Rezension

Berührender Nachkriegsroman mit einigen Mängeln

Das Leben, das uns bleibt -

Das Leben, das uns bleibt
von Tanja Steinlechner

Bewertet mit 3 Sternen

Breslau Januar 1944. Die Russen kommen näher und es bleibt nur noch die Flucht, auch für Ruth und ihre Familie. Zurück bleibt die kranke Großmutter und Ilan, Ruths große Liebe.

Nach dem Krieg soll in Freiburg ein Neuanfang gelingen. Doch in den Köpfen der Menschen ist der Krieg noch präsent. Ruths Bruder Jo engagiert sich in der Hilfe für displaced people, voller Wut darüber, dass die Täter von damals unbehelligt weiter leben.
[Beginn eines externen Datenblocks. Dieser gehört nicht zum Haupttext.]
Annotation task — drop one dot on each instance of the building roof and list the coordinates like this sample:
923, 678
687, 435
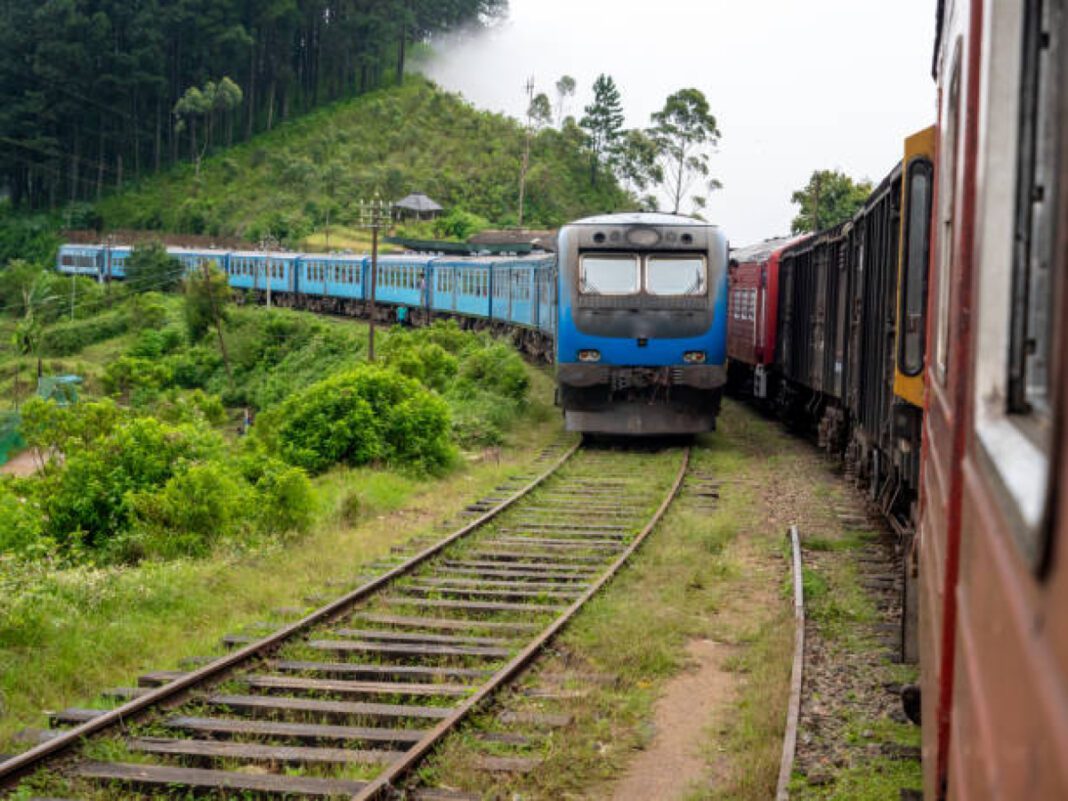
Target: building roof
418, 202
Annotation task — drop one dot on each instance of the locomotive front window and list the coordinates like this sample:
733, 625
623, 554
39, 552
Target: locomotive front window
675, 276
608, 275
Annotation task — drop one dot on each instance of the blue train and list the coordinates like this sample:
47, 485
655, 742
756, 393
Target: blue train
507, 293
633, 312
641, 346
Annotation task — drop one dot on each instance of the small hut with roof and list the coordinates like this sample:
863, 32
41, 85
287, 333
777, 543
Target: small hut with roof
417, 206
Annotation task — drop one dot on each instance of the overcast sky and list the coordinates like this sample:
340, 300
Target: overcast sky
795, 84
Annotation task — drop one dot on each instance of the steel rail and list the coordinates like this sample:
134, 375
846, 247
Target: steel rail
17, 766
794, 710
385, 782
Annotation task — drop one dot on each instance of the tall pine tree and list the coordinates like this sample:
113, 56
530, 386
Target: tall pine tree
603, 124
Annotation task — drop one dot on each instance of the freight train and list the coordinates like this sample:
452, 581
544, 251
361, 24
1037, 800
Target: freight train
633, 312
923, 341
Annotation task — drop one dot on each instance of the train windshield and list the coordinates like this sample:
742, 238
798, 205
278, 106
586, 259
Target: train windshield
676, 276
608, 275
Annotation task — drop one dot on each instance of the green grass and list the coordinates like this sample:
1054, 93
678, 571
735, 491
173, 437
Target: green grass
80, 630
876, 780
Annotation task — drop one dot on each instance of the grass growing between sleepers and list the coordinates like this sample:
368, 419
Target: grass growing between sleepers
75, 631
704, 574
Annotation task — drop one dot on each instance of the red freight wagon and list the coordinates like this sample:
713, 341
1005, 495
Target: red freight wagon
753, 313
993, 528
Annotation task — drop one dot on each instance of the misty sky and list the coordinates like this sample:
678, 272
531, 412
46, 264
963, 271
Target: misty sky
795, 84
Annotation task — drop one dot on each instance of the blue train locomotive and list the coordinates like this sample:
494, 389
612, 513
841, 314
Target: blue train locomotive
641, 340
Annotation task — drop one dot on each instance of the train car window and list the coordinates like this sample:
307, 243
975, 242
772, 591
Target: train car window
609, 275
914, 275
676, 276
1032, 322
949, 170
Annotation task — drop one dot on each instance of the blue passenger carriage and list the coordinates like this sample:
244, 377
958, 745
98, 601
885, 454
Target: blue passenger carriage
80, 260
275, 272
332, 276
193, 260
641, 343
403, 280
114, 262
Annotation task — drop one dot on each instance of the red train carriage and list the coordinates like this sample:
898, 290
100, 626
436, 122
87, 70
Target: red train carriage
752, 316
993, 534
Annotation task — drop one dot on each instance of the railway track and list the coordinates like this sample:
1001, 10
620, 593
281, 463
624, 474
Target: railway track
349, 700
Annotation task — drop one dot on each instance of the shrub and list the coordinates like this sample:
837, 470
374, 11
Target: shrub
359, 417
192, 407
497, 367
193, 367
417, 433
194, 509
427, 362
19, 521
67, 339
128, 373
88, 499
459, 224
155, 344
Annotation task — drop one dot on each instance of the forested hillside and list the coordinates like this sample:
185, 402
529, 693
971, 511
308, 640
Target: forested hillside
314, 171
95, 93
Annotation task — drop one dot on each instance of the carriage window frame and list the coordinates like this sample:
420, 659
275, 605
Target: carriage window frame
949, 175
1018, 440
919, 167
606, 255
647, 264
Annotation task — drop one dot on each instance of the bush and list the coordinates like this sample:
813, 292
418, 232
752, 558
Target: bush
88, 500
459, 224
127, 374
194, 509
19, 521
284, 498
67, 339
193, 367
359, 417
155, 344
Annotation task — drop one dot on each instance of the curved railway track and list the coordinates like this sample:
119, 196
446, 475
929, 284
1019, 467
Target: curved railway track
347, 701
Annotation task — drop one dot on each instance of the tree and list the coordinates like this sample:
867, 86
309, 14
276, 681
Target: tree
540, 111
30, 285
602, 122
151, 269
207, 293
637, 165
565, 89
205, 104
829, 198
685, 131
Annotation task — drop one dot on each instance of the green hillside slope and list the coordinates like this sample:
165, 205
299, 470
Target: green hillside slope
313, 171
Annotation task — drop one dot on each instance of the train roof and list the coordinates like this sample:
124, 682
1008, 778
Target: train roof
763, 251
263, 253
644, 218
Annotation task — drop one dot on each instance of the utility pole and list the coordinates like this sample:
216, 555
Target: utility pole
815, 214
527, 148
374, 215
209, 287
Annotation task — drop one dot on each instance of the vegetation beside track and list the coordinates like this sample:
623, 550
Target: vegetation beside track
142, 521
718, 575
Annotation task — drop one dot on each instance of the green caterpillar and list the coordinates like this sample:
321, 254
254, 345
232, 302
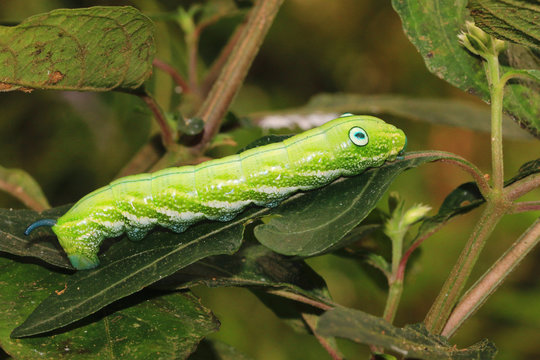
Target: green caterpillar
176, 198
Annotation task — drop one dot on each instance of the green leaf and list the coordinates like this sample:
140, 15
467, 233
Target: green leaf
252, 266
21, 185
142, 326
432, 26
467, 197
265, 140
90, 49
412, 341
316, 222
527, 73
515, 21
451, 112
128, 267
13, 241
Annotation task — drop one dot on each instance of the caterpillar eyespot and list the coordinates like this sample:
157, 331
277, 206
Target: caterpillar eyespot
176, 198
358, 136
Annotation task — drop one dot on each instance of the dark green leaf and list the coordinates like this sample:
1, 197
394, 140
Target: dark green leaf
252, 266
21, 185
93, 49
38, 244
516, 21
464, 114
142, 326
432, 26
318, 221
412, 341
128, 267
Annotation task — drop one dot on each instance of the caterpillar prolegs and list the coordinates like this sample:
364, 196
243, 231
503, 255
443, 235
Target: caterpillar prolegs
176, 198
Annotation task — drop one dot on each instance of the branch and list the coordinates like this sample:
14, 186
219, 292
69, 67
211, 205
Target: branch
310, 321
175, 75
454, 284
235, 70
167, 133
301, 298
218, 64
463, 164
492, 279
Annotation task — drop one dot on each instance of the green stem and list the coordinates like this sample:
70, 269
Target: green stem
497, 92
235, 70
492, 279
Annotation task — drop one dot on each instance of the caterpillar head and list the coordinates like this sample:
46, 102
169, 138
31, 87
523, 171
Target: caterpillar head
365, 141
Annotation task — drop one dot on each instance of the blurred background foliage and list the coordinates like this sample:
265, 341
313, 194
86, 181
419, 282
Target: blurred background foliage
75, 142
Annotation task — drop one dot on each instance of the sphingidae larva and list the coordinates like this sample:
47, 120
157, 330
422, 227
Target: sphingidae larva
176, 198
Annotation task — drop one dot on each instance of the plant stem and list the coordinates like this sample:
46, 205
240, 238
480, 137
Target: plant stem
526, 206
301, 298
460, 162
452, 288
492, 279
497, 206
175, 75
167, 133
217, 65
235, 70
523, 186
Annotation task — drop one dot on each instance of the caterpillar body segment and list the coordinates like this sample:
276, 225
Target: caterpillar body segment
176, 198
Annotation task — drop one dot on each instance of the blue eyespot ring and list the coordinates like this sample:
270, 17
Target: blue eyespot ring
358, 136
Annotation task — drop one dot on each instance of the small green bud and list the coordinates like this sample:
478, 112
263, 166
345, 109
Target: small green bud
415, 213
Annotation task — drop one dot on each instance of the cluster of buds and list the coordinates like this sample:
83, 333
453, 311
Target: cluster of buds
480, 43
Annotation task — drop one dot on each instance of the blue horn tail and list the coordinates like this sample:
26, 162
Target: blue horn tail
39, 223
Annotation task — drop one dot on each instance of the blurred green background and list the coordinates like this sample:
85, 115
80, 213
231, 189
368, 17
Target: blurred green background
75, 142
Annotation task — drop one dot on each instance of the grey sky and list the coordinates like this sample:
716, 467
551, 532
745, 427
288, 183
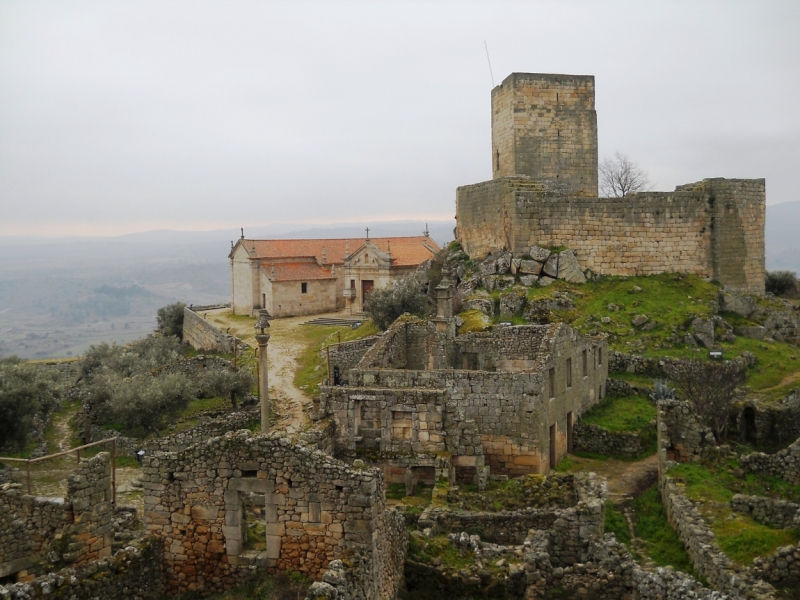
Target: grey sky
128, 116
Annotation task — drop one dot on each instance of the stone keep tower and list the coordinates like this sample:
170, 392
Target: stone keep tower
545, 127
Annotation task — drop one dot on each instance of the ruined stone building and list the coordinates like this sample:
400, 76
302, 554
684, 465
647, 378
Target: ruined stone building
505, 399
301, 277
544, 193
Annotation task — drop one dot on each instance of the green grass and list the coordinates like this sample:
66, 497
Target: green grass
617, 524
716, 483
312, 365
743, 540
670, 301
713, 486
623, 413
263, 586
650, 525
424, 551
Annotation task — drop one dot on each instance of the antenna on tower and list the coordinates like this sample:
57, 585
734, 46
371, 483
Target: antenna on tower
489, 61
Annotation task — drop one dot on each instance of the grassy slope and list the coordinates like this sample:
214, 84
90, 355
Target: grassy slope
312, 366
672, 301
741, 538
622, 413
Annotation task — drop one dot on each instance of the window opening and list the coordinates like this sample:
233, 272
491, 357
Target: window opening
569, 373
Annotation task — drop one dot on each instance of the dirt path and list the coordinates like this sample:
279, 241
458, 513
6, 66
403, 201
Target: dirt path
624, 478
285, 347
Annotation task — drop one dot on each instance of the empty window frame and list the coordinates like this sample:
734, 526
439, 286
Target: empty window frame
569, 373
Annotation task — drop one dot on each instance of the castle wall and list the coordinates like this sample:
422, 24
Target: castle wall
546, 126
714, 228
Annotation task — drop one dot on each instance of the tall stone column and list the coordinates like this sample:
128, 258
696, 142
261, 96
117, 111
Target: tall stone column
262, 338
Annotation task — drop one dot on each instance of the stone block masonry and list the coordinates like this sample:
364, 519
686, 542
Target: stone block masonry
316, 510
200, 334
77, 528
133, 573
544, 193
714, 228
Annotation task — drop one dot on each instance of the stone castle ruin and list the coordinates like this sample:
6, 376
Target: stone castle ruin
544, 193
505, 399
434, 405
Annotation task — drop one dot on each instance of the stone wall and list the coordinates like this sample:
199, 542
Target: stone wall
534, 382
570, 529
133, 573
347, 355
681, 436
216, 427
202, 335
593, 438
545, 126
775, 513
770, 424
702, 547
316, 510
784, 463
76, 529
713, 228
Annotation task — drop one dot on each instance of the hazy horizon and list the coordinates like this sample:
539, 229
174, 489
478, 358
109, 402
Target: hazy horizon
122, 117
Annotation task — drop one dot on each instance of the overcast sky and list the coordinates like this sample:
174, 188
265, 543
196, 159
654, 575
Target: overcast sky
127, 116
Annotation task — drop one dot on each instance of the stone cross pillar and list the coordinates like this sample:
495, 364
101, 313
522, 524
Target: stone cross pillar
262, 338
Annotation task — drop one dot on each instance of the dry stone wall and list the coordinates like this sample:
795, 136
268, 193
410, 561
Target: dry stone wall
76, 529
784, 463
202, 335
133, 573
347, 355
775, 513
593, 438
316, 510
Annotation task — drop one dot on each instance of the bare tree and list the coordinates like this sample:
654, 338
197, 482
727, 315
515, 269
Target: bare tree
710, 387
620, 176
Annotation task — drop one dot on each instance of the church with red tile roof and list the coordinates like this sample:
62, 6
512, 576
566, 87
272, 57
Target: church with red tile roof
312, 276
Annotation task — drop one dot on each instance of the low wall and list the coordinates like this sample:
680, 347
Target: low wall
347, 355
204, 431
76, 529
784, 464
317, 509
775, 513
133, 573
202, 335
701, 544
593, 438
610, 573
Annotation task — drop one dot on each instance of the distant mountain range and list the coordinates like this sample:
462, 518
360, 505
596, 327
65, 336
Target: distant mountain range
782, 234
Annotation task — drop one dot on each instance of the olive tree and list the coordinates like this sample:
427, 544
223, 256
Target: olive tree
710, 388
407, 294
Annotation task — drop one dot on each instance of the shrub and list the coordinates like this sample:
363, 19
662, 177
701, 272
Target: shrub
170, 319
780, 283
25, 391
142, 355
407, 295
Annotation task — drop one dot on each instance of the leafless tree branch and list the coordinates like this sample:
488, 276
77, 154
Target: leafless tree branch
619, 176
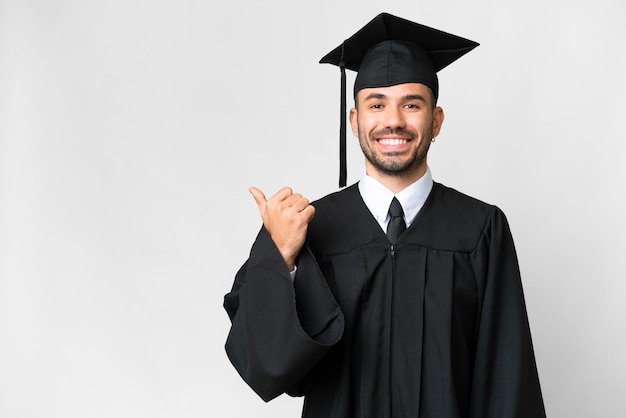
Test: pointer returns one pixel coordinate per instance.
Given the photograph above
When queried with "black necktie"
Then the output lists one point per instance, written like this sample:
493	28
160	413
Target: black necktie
396	224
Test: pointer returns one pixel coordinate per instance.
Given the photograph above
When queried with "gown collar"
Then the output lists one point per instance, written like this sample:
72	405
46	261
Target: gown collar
377	197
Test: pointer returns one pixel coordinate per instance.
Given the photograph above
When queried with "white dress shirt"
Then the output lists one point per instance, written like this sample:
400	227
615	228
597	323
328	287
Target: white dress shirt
378	198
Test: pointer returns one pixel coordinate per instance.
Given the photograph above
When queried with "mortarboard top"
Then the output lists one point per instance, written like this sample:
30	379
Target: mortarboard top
388	51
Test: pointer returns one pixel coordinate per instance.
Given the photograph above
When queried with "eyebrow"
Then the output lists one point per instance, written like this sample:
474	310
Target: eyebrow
408	97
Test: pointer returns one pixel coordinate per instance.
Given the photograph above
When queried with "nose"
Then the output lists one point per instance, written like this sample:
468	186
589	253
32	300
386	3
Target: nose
394	118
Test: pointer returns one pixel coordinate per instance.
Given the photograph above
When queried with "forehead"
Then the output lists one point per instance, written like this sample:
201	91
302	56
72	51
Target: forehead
397	92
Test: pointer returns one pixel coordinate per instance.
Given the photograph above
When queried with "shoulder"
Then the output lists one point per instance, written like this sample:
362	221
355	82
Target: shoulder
455	221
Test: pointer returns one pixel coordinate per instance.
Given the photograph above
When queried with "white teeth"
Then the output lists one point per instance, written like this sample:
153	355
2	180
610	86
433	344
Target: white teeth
392	141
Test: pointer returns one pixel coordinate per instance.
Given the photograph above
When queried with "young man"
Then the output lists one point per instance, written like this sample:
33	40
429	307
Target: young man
397	296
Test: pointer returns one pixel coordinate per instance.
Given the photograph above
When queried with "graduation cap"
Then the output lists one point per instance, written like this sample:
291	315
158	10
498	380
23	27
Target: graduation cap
388	51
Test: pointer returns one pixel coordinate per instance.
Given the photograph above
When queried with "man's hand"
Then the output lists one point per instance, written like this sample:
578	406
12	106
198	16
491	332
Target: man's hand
286	216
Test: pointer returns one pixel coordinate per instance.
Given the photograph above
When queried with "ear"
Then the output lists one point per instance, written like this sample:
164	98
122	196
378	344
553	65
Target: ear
437	120
354	114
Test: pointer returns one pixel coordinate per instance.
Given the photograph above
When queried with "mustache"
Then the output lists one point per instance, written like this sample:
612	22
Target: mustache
399	132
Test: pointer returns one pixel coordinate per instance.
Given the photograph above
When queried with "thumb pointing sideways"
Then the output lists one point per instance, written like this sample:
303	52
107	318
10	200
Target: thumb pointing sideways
259	198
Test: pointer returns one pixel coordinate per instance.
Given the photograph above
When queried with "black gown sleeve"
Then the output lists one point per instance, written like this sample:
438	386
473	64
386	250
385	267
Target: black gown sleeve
505	381
280	329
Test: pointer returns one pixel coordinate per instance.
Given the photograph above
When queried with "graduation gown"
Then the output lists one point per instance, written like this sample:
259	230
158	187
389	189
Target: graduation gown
433	327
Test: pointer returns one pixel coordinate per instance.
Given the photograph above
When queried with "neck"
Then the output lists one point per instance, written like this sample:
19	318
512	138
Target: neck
396	183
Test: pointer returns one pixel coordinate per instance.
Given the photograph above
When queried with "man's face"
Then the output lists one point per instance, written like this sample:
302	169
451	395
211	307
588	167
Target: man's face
395	126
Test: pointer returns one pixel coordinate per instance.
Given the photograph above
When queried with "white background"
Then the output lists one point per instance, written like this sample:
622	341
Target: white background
130	131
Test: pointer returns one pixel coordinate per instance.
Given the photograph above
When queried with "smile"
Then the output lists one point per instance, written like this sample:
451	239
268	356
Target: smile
393	141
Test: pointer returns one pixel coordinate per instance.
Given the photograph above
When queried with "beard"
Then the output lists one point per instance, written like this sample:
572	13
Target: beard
396	164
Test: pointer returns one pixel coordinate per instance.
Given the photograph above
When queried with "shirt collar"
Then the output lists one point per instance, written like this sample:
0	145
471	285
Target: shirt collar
377	197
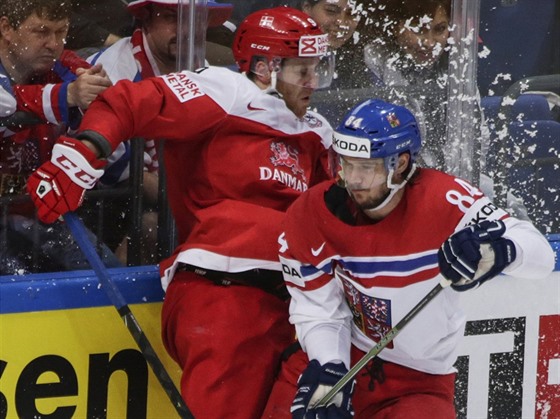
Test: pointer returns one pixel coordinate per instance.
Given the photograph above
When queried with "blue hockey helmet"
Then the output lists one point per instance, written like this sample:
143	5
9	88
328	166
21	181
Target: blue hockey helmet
378	129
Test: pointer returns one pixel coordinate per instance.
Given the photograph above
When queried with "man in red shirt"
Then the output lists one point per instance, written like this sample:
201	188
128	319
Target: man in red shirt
239	149
53	86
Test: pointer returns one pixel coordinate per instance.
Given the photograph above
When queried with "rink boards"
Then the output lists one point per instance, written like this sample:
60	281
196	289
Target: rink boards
64	348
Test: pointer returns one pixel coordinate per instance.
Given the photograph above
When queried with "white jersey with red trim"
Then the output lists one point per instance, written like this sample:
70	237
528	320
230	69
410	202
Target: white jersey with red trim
350	284
236	158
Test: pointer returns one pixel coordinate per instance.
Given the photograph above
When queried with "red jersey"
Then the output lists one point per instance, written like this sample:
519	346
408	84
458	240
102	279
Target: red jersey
236	158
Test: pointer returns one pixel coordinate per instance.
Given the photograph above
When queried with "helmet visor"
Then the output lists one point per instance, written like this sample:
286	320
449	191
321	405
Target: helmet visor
312	72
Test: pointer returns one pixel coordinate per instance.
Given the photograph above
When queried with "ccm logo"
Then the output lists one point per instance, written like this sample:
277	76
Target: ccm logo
260	47
74	171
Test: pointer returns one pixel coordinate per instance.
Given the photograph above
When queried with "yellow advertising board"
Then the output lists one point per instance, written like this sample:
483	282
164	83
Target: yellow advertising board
80	362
Die jüngere Schwester Gili beginnt als Schauspielerin zu arbeiten, geht ihren eigenen steinigen Weg und scherrt sich nicht um Konventionen. Ruths Mutter glaubt,  dass sie ein neues Leben beginnen kann, wenn sie die Vergangenheit leugnet - ihre jüdischen Wurzeln, den Tod des ältesten Sohnes und das Zurücklassen der eigenen Mutter.

Ruth hofft lange auf Ilans Rückkehr zu ihr, aber vergebens. Schließlich heiratet sie den Juwelierssohn Albert. Als sich herausstellt, dass Ruths Schwiegereltern Kriegsgewinnler sind, bekommt die heile Welt Risse.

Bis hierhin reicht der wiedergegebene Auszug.